He wasn’t our merch guy as much as he was our ambassador. Our band has a very loyal following that often follows us from town to town, and Craig knew everyone’s name. It was unbelievable. I’ve had countless fans come up to me telling me how Craig had touched their lives.
A fan from the Midwest came up to me Saturday. She said that she had met Craig twice, a couple of years apart, and when she saw him the second time, he asked her about her daughter Alex. She couldn’t believe it: “How could he remember from two years earlier that my daughter was named Alex?” I’ve literally heard dozens of those types of stories in the the last few days.
I’ve always been the most nocturnal one in the band, and Craig was the night owl of the crew, so very often we would be the last two up on the bus as we traveled into the night. Many a night we would be sitting in the back, listening to something loud and just hanging out, sometimes not saying a word, and sometimes having the most amazing conversations.

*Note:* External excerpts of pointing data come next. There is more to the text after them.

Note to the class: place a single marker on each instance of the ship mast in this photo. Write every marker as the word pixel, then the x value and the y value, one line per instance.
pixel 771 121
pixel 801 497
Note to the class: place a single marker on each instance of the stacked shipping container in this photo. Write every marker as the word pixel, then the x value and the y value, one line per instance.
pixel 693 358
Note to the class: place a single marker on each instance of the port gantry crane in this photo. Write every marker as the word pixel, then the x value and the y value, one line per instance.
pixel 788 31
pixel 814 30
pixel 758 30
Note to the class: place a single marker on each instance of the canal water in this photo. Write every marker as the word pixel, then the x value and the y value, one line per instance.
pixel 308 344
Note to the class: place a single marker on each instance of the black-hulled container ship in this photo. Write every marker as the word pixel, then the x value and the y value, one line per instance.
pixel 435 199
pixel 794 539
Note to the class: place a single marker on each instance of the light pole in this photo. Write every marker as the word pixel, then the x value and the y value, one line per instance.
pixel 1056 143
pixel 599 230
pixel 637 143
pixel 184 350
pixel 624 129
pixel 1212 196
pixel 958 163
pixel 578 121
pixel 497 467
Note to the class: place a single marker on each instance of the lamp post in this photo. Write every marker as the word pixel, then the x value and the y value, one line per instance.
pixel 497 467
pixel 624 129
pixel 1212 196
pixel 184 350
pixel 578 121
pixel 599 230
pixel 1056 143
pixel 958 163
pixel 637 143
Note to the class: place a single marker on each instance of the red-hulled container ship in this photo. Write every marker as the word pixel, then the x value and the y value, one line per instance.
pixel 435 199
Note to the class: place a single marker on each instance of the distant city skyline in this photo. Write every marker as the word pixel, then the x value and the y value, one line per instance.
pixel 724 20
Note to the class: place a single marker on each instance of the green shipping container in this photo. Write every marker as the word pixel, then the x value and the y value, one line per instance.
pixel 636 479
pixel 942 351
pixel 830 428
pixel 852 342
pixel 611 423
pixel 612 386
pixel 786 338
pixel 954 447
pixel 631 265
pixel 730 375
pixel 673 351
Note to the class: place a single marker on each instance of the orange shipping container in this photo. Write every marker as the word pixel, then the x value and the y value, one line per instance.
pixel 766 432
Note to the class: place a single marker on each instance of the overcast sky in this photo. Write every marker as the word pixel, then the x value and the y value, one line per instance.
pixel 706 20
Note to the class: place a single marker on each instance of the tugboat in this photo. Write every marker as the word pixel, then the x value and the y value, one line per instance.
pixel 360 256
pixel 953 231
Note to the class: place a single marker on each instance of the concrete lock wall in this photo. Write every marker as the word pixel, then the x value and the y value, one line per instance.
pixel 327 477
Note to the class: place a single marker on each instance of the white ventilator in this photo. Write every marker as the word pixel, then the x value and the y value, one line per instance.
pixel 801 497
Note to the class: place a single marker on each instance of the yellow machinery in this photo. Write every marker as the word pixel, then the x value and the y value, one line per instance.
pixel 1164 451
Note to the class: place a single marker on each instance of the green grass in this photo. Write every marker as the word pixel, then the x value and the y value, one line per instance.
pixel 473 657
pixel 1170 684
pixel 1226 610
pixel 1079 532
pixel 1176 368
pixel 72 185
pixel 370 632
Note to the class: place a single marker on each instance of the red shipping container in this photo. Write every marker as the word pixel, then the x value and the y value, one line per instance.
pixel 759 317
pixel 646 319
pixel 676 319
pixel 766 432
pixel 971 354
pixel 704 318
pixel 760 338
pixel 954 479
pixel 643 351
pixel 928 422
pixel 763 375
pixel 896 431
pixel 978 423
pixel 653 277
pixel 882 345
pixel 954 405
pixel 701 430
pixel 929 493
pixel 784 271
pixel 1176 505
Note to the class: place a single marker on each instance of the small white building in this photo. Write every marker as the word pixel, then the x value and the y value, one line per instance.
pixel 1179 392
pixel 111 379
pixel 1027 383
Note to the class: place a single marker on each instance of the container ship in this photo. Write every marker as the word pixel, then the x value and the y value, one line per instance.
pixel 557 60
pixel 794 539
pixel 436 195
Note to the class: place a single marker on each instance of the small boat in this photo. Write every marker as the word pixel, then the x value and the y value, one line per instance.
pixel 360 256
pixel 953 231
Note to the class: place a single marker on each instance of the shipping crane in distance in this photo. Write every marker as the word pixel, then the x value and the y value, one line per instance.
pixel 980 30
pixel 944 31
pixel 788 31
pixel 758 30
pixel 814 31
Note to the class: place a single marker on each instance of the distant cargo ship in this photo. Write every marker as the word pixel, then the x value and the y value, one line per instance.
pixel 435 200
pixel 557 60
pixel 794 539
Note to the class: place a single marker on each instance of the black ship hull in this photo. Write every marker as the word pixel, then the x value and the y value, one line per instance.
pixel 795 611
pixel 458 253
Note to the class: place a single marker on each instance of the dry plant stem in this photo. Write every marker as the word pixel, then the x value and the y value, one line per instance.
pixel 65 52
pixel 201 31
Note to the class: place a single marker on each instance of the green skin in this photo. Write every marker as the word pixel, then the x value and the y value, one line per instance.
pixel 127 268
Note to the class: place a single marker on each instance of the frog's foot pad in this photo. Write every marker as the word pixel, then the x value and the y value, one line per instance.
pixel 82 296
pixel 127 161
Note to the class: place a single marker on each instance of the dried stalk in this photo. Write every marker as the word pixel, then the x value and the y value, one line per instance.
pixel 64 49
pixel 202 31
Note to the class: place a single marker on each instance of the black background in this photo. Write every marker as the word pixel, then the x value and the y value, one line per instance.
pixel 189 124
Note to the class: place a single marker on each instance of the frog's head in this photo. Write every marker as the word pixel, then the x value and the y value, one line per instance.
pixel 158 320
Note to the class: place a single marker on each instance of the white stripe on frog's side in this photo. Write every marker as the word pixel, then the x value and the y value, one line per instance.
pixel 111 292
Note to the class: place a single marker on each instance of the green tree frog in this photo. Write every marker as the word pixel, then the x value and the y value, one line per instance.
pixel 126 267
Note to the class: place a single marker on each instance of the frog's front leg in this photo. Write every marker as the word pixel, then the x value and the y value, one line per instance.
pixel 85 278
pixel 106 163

If you never had a conversation with Craig, it was an art form unto itself. He was so unbelievably knowledgeable, yet totally inclusive, truly one of the most astoundingly interesting people I ever had the pleasure of talking to. We had hundreds of hours of deep talks about everything from art, music, food and books to movies, people and stories. My life is so much richer for the hours I spent talking to Craig, and I haven’t even begun to process that aspect of our loss.

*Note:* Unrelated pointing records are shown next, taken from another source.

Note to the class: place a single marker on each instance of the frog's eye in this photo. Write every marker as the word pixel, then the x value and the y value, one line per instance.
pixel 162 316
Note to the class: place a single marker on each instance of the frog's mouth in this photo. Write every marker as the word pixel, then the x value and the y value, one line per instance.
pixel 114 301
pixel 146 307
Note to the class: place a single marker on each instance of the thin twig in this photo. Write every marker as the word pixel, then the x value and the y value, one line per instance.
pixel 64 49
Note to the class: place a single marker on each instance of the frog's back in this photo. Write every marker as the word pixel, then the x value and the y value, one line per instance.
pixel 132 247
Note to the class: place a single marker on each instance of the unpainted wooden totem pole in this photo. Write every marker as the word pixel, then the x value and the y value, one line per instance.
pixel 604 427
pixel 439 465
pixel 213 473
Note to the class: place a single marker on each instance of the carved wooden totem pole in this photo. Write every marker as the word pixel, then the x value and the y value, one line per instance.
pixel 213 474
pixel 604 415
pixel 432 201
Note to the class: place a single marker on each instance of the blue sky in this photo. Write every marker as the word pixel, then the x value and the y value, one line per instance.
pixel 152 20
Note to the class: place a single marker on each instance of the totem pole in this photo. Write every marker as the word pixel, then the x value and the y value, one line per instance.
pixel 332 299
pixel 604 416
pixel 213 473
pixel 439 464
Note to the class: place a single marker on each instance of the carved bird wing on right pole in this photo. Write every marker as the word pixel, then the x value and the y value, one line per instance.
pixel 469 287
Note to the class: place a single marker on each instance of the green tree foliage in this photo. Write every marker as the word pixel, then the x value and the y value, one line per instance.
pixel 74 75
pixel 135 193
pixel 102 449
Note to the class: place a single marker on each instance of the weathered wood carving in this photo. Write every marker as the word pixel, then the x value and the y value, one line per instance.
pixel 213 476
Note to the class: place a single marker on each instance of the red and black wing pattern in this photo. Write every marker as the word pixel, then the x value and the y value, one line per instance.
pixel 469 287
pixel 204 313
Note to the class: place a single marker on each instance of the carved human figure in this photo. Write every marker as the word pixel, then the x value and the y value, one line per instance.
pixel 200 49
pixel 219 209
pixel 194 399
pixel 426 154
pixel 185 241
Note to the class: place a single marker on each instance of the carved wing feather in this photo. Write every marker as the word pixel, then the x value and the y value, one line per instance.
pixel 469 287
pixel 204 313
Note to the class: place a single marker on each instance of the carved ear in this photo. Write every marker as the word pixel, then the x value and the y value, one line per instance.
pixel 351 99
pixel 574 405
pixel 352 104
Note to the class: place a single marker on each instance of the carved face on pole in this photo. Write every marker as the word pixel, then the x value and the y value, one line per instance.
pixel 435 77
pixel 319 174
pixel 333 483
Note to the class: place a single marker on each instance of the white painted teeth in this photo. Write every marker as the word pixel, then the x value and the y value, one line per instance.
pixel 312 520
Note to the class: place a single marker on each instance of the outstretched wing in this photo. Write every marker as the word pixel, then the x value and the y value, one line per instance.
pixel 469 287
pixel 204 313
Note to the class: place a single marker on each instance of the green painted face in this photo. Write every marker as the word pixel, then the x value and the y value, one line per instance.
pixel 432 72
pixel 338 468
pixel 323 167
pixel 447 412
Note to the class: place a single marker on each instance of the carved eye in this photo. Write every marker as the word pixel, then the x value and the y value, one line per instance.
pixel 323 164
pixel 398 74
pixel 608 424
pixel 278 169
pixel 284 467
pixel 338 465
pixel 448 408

Our band and crew are like one big, sprawling, dysfunctional family. We can fight, but are very close. We all ride together on one bus, 11 of us crammed together. Sometimes folks can get on each other’s nerves, but I can’t remember Craig ever getting on anyone’s nerves, or acknowledging anyone ever getting on his. He was always a joy.

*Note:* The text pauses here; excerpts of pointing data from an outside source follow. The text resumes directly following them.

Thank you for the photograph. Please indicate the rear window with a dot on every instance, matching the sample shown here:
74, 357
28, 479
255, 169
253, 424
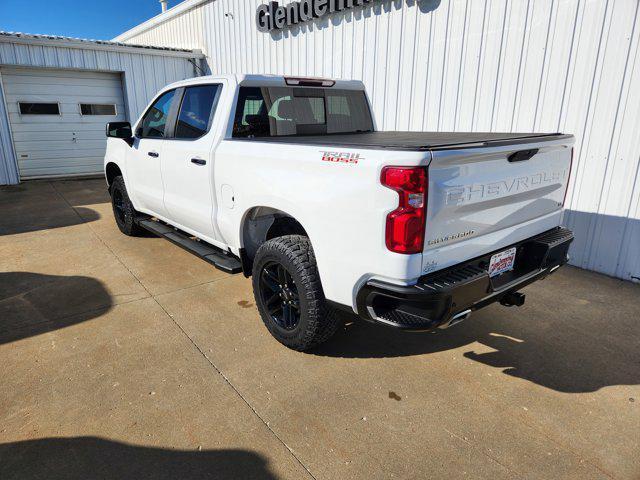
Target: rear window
282, 111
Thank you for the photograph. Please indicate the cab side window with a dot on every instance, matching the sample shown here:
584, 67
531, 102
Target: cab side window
196, 111
154, 122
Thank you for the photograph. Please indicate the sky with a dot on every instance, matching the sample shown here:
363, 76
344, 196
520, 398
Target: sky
93, 19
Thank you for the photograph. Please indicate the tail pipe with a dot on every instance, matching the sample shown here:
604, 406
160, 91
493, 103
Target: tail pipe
513, 299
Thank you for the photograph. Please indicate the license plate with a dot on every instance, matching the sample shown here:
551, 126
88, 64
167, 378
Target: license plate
502, 262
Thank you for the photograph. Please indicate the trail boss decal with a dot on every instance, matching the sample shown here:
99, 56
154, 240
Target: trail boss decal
340, 157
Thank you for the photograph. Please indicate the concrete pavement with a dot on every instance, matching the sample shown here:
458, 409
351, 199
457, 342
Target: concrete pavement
129, 358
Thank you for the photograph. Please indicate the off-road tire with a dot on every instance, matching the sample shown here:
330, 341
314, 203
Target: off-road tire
123, 212
318, 321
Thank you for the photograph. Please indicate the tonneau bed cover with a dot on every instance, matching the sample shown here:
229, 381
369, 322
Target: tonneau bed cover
411, 140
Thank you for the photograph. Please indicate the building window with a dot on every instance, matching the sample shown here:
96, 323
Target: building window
97, 109
28, 108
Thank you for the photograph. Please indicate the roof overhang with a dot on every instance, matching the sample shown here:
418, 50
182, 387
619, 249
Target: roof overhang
67, 42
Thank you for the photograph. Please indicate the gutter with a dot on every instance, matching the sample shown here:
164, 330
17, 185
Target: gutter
88, 45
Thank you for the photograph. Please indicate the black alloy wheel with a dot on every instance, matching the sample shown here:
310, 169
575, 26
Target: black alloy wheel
280, 295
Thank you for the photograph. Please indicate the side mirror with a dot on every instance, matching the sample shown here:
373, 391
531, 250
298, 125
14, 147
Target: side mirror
120, 130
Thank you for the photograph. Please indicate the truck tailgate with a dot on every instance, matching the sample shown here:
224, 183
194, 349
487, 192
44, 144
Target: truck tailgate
483, 198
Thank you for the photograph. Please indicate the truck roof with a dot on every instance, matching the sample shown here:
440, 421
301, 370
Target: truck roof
255, 80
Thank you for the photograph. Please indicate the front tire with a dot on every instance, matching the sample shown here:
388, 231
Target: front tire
289, 295
123, 210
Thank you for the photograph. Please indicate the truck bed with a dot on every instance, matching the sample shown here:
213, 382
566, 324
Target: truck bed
417, 141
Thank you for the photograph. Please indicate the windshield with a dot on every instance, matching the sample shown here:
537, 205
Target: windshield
280, 111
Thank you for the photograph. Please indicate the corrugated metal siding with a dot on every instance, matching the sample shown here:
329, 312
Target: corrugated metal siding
185, 30
8, 167
144, 74
497, 65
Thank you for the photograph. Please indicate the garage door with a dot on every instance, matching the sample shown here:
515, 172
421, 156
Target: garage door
58, 118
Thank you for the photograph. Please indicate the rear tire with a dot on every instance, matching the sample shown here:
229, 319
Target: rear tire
123, 210
289, 295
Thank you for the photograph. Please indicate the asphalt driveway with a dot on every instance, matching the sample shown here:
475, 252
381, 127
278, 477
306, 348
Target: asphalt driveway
129, 358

In a bus full of really smart people, Craig was probably the smartest. An avid reader and, lately, an employee at Avid Bookshop, which was perfect. At night, you might see Craig holding court with a guitar, his crazy grey hair flying. (We called him Greythoven, a name he seemed to really embrace.) But the next day you might see him working at Avid, his hair tamed (sort of), looking positively professorial, glasses down by the tip of his nose, looking over the lenses and helping you find what you were looking for or recommending something great.
He was often my sounding board when I was writing. He was one of my most trusted sets of ears, and he could be a tough taskmaster, which I really loved and appreciated. We’re about to start a new DBT album, and I will really miss having him to bounce ideas off of.
I really wanted to write something that would be worthy of his memory, preferably something that would elicit that chuckle we all loved so much. Alas, that may have to be something I write later, as today I’m still too choked up and sad to really do him much justice.
I can say we all loved him and will miss him forever. We are all reeling from the loss of our dear friend, and we all hurt so for his beloved Melinda, who truly brought him a level of happiness, in his last couple years, that we had never seen. We can take comfort in knowing that he left us from a great place. He was infinitely creative to the end. He was very much in love, working on a book, writing songs and playing at a peak of greatness. His last night on Earth, he played an amazing set, opening for DBT as part of our crew’s band, Thundercrack. He was at his beloved 40 Watt, surrounded by close friends and doing what he loved best. He rocked hard and loud and was walking around on top of the world.